O novo filme indiano Baramulla, que chegou à Netflix sob direção de Aditya Suhas Jambhale e produção de Aditya Dhar, mergulha no coração da Caxemira para explorar o trauma de um povo e o preço da perda. Protagonizado por Manav Kaul, o longa mistura os códigos do thriller com a densidade de uma reflexão histórica e emocional sobre memória, deslocamento e identidade. Confira a crítica do filme:
A trama de Baramulla
A história acompanha o delegado Ridwaan Sayyed (Kaul), um policial enviado à cidade de Baramulla, no Vale da Caxemira, para investigar o desaparecimento de crianças. Ao lado da esposa Gulnaar (Bhasha Sumbli) e dos filhos Noorie (Arista Mehta) e Ayaan (Rohaan Singh), ele se instala em uma velha casa de madeira que logo revela segredos próprios. As únicas pistas dos crimes são mechas de cabelo cortadas, o que leva Ridwaan a desconfiar de uma força obscura agindo na região.
O filme se inicia com uma cena simbólica — um mágico de rua faz um menino desaparecer diante de uma multidão — e, a partir daí, desenvolve uma narrativa de tensão crescente. O que parece um mistério policial logo assume contornos mais amplos, revelando-se uma jornada por memórias reprimidas e feridas políticas que continuam abertas.
Entre o thriller e a tragédia histórica
Embora Baramulla use elementos do terror, seu verdadeiro horror é humano. O desaparecimento das crianças serve como metáfora para o apagamento de uma comunidade inteira — os pandits da Caxemira, deslocados durante o êxodo dos anos 1990. A obra evita sustos gratuitos e concentra sua força na atmosfera de dor e culpa, construindo um suspense que se sustenta pela introspecção.

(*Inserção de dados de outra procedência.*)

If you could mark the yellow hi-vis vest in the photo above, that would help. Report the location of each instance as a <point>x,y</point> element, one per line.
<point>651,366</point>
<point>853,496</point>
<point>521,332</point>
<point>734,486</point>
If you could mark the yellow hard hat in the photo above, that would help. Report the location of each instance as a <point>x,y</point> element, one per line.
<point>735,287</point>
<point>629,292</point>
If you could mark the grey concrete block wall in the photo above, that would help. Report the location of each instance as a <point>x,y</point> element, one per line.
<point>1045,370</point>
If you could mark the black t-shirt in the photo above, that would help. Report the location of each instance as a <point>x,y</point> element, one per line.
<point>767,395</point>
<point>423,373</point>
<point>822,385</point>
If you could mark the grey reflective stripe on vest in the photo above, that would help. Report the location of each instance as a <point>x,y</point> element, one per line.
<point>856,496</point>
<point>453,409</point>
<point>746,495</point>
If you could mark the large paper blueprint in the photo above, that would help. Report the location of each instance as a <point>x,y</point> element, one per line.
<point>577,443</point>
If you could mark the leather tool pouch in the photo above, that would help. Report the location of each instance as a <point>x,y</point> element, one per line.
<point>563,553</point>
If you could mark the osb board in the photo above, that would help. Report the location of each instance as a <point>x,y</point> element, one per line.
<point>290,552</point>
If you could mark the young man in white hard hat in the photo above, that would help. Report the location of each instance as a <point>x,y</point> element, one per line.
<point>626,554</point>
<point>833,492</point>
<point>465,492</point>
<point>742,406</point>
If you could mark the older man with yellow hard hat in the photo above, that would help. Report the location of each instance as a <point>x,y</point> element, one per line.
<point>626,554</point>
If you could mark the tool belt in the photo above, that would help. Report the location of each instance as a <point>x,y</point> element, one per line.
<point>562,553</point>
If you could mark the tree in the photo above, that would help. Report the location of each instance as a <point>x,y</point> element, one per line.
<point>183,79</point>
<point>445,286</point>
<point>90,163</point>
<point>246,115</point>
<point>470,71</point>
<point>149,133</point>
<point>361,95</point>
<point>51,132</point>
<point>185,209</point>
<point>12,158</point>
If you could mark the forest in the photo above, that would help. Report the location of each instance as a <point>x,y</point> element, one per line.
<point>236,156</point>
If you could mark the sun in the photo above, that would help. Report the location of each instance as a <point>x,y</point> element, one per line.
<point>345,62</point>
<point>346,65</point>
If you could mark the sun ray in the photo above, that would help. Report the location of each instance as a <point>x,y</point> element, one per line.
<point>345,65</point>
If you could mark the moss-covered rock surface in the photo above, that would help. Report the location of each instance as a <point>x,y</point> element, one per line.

A investigação conduzida por Ridwaan transforma-se em um espelho da própria história do vale. As fronteiras entre o real e o espiritual se confundem, e o protagonista passa a enfrentar não apenas o crime, mas o peso da memória coletiva. O roteiro, ao mesmo tempo em que aborda o tema da violência política, também reflete sobre o luto e a perda de pertencimento — um exílio que não é apenas geográfico, mas também emocional.
Atuações e condução
Manav Kaul entrega uma performance contida e intensa. Seu personagem é um homem dividido entre o dever e o trauma, lutando para manter a sanidade enquanto é assombrado por lembranças que preferia esquecer. Bhasha Sumbli complementa o drama com uma atuação silenciosa, marcada por gestos e olhares que traduzem o sofrimento de uma mulher tentando preservar a família em meio ao caos.
O diretor Aditya Suhas Jambhale mostra domínio na criação de atmosfera, embora o ritmo inicial do filme oscile. A primeira metade alterna momentos de investigação com tentativas de criar tensão sobrenatural, o que por vezes enfraquece a unidade do enredo. No entanto, à medida que a narrativa avança, o tom se ajusta e o longa encontra seu centro emocional.
O simbolismo e o peso do passado
O uso recorrente de uma flor branca ferida reforça a metáfora da Caxemira machucada, enquanto os espaços vazios e os sons ambientes criam um senso de assombro sem recorrer ao fantástico. A direção de arte e a fotografia exploram o contraste entre beleza natural e devastação moral, transformando o cenário em parte essencial da narrativa.
O clímax é onde Baramulla atinge sua potência máxima. Longe de oferecer respostas simples, o filme se fecha como uma elegia — um lamento pela perda, pela separação e pelo esquecimento. É nesse ponto que o drama supera o gênero e se torna uma meditação sobre a impossibilidade de retorno àquilo que foi arrancado.

Crítica de Baramulla: vale à pena assistir ao filme indiano na Netflix?
Baramulla é uma produção que utiliza a estrutura de um thriller para examinar o trauma histórico da Caxemira e o impacto do exílio sobre a identidade. Apesar de alguns excessos narrativos e de um ritmo irregular no início, o filme ganha força ao se concentrar nas emoções reprimidas de seus personagens. Manav Kaul conduz a história com profundidade, e Aditya Suhas Jambhale transforma o mistério em uma experiência de memória coletiva.
Mais do que um filme sobre desaparecimentos, Baramulla é sobre tudo aquilo que permanece perdido — a casa, o passado e o próprio sentido de pertencimento.